しかし、その声は母と娘のどちらの耳にも届くことはなく、ふたりは薬草の世話を終わると、家に入りました。そして簡単な昼食を済ませ、休息に入ろうとした、ちょうどそのときでした。
「やあ、こんにちは、奥さん、カメリア!」
突然、半月島の博士が、まるで勝手を知っているという感じで家の扉を開き、中に飛び込んできました。博士は笑いながら、母親とカメリアに小さく手をあげて挨拶すると、持っていた大きな袋を、テーブルの上に、どんと置きました。博士は、何やらうれしそうに笑いながら、ふたりに声をかけました。

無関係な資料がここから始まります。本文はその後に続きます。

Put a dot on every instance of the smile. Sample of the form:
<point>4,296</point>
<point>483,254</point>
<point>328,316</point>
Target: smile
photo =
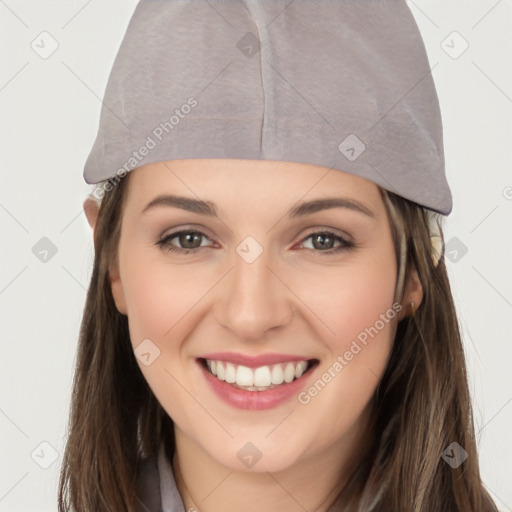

「今月の分の薬を持ってきたよ、カメリア。それとほかにもいろいろ…。いや、僕もね、君のおかげで役人さんと会う機会が増えて、かなり勉強したもんだから。なんかいろんなものがたくさんできてしまったんだ。まずはこれ、ヨハネの新しい食べ物だよ。今までのものにね、ちょっと魔法を加えてみたんだが。いや、科学も大事だが、やはり怪を助けるためには、魔法と愛が大事だね。よくわかったよ」
家に入って来るなり、袋から次々とものを出しながら、はしゃぐように説明する博士を、カメリアは少し硬い顔をして見つめていました。母親は、そんな娘の顔を、少し心配そうに見ていました。
「…それとね、こいつはこの前の君の検査結果だ。ええとね、一応薬は持ってきたんだが、君の罪責のこともあって、だんだんと薬が効かなくなってきてるんだよ。それでどうしても解毒が追いつかないからね、ちょっとちがうものを工夫してみたんだが…」
そのときふと、家の中を、不思議な風がよぎりました。そのかすかな香りと聞こえない声の気配に、心の奥の何かを呼びさまされて、カメリアの胸の中で何かがはじけ、彼女はぽろぽろと涙を流し始めたと思うと、突然、「先生!」と叫んで駆け出し、その胸に飛び込んでしまいました。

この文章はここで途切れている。